Broker Warns: Insurers Revisiting Coverage For Cyberterrorism

Many companies hit by the NotPetya cyber attack in 2017 and the Solar Winds attack in 2020 – both of which were widely attributed to Russian intelligence – were covered by cyber insurance policies, despite the fact those policies had a war exclusion. That’s because those policies had a “carve-back,” a provision that overrules the exclusion when the attack is considered cyberterrorism, says this post from insurance brokerage and consulting firm Woodruff Sawyer. If you think this carve-back may be based on a distinction without a difference, you have company in the industry, according to the post.

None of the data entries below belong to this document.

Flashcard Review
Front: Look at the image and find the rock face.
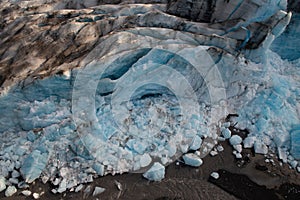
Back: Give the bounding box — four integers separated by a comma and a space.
0, 0, 289, 90
0, 0, 300, 197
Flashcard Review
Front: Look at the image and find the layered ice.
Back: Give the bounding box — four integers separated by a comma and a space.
0, 1, 300, 195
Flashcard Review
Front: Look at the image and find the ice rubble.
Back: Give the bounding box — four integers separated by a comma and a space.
0, 1, 300, 195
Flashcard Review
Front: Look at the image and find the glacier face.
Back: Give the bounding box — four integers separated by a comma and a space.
0, 1, 300, 195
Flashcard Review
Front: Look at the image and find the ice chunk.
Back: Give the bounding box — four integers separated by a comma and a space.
75, 184, 83, 192
210, 172, 220, 179
21, 150, 48, 183
140, 154, 152, 167
243, 136, 256, 148
209, 151, 218, 156
57, 179, 67, 193
277, 148, 287, 163
0, 176, 6, 192
254, 141, 268, 154
221, 128, 231, 139
233, 144, 243, 153
291, 125, 300, 160
32, 193, 40, 199
5, 186, 17, 197
93, 187, 105, 196
143, 162, 165, 181
190, 135, 202, 150
182, 153, 203, 167
229, 135, 243, 146
93, 163, 104, 176
235, 152, 243, 159
22, 190, 31, 197
217, 145, 224, 152
11, 170, 20, 178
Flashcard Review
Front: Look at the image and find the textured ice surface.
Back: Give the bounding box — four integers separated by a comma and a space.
182, 153, 203, 167
143, 162, 165, 181
0, 1, 300, 193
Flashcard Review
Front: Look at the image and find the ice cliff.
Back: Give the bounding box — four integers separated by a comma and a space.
0, 0, 300, 195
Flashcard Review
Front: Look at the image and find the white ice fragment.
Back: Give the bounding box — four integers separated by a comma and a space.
93, 163, 104, 176
32, 192, 40, 199
22, 190, 32, 197
182, 153, 203, 167
209, 150, 218, 156
11, 170, 20, 178
8, 178, 19, 185
190, 135, 202, 150
229, 135, 243, 146
277, 148, 288, 163
235, 152, 243, 159
52, 178, 61, 185
221, 128, 231, 139
180, 144, 189, 153
290, 160, 298, 169
222, 122, 230, 128
86, 174, 93, 183
115, 180, 123, 191
233, 144, 243, 153
217, 145, 224, 152
140, 153, 152, 167
75, 184, 83, 192
210, 172, 220, 179
5, 186, 17, 197
143, 162, 165, 181
57, 179, 67, 193
254, 141, 268, 154
93, 187, 105, 196
243, 136, 256, 148
0, 176, 6, 192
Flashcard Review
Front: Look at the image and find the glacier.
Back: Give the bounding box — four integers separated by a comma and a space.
0, 0, 300, 195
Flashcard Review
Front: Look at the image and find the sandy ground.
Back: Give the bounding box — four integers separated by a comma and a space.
0, 128, 300, 200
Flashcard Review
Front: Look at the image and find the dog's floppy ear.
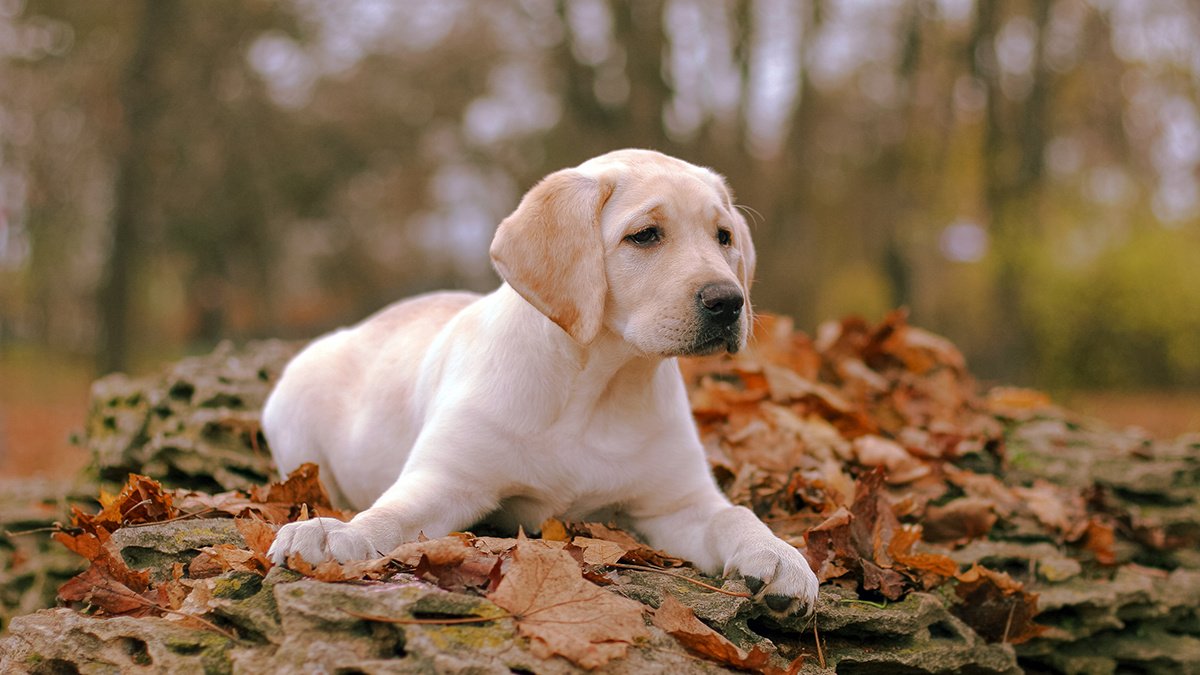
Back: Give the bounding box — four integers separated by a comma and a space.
491, 169, 612, 345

“With the ongoing Ukraine-Russia conflict, the prospect of a carrier invoking the war exclusion to deny future nation-state cyberattack claims is heightened,” the writers say. “Notably, the Lloyd’s Market Association (LMA) has recently indicated a preference for Lloyd’s syndicates to exclude nation-state sponsored cyber-attacks under the war exclusion with the introduction of an `attribution of a cyber operation to a state’ provision.”

Another area where coverage could get problematic is ransomware attacks, in particular if the source of an attack has been placed on the U.S. Treasury Departments’ Office of Financial Assets Control Sanctions list. Insurance carriers won’t cover ransomware payments to entities on that list, and in fact they, like the victim itself, could receive a stiff penalty if they do so.